27.05.2005 · Posted in General

 

Je glisse mon chariot dans les rayons de Carouf, c’est un de ces nouveaux chariots bleus avec un anti-tamp en caoutchouc pour pas s’abimer les mollets, mais c’est toujours de ces chariots qui quand ils roulent un peu trop, te filent une putain de décharge électrique quand tu les éfleures autre part que sur la poignée.

Les courses, c’est mon dada hebdomadaire, ça me fait chier, et je n’y vais que quand je n’ai plus de con de yahourt pour le matin, ou plus de CocaLite dans le frigo, en plus j’apréhende, parce que je vais être tout seul avec mon chariot à peine rempli au fond et j’aurais l’air d’un con de célibataire pré-trentenaire, ce qui est notablement extrèment repoussant pour n’importe quelle nana, il faut l’avouer (si en plus j’ai un t-shirt geek, autant dire que je me garantie une tranquilité permanente).
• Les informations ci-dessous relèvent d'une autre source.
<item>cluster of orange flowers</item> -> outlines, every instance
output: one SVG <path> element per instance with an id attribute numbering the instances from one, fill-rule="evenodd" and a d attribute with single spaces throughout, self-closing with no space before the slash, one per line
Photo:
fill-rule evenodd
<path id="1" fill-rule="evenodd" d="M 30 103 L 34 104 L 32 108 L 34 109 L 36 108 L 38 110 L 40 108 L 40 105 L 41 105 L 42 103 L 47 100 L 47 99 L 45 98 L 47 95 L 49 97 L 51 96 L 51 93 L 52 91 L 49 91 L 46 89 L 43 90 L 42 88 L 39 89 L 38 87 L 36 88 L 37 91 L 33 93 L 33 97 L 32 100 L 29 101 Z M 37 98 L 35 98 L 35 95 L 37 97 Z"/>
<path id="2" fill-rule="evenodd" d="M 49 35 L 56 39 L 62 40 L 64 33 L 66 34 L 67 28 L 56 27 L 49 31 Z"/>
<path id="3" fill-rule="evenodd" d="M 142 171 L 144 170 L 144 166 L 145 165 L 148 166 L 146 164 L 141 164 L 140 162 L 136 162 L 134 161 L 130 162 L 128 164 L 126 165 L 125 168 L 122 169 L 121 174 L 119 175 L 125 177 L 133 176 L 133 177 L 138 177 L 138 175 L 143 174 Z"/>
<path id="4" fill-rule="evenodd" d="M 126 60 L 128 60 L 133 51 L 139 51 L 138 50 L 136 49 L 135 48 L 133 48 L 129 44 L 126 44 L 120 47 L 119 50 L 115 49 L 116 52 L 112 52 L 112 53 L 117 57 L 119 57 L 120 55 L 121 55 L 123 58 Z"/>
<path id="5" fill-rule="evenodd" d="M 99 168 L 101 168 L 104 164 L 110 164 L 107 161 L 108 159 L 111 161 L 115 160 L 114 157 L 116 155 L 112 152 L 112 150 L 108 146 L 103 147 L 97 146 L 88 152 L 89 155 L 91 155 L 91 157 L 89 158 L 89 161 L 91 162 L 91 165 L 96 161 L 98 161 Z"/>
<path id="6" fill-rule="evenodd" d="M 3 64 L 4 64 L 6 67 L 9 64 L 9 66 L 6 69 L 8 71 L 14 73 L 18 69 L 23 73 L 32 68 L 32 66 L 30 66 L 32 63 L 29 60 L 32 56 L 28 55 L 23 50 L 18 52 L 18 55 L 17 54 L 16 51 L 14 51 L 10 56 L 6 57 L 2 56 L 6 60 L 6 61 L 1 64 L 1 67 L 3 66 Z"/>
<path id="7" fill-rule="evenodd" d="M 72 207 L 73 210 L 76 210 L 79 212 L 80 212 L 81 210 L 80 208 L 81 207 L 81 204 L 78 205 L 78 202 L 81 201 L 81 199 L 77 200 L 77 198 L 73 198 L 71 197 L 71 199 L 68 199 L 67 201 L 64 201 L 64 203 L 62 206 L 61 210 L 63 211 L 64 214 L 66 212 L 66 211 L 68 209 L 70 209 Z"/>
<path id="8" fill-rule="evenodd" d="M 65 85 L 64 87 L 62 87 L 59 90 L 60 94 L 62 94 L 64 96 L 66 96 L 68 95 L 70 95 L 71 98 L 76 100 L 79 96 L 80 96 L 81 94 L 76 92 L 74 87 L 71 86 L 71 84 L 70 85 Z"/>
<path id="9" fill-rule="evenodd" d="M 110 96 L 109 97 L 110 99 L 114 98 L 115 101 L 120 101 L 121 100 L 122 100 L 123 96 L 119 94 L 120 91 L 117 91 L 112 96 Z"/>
Pour assumer encore plus ce moment de solitude sociale, j’ai maintenant ce sublime accessoire qu’est l’Archos, me permettant de faire les courses encore plus éloigné du monde des vivant(e)s, et surtout de chanter bêtement en choisissant mon désodorisant chiotte (non mais je rigole, j’ai pas vraiment de désodorisant chiotte, je veux dire, faire popo, ça pue, mais jamais autant qu’un désodorisant chiotte, mais c’était une belle image que de m’imaginer en chantant Shadow devant des Rexona pour cuvette).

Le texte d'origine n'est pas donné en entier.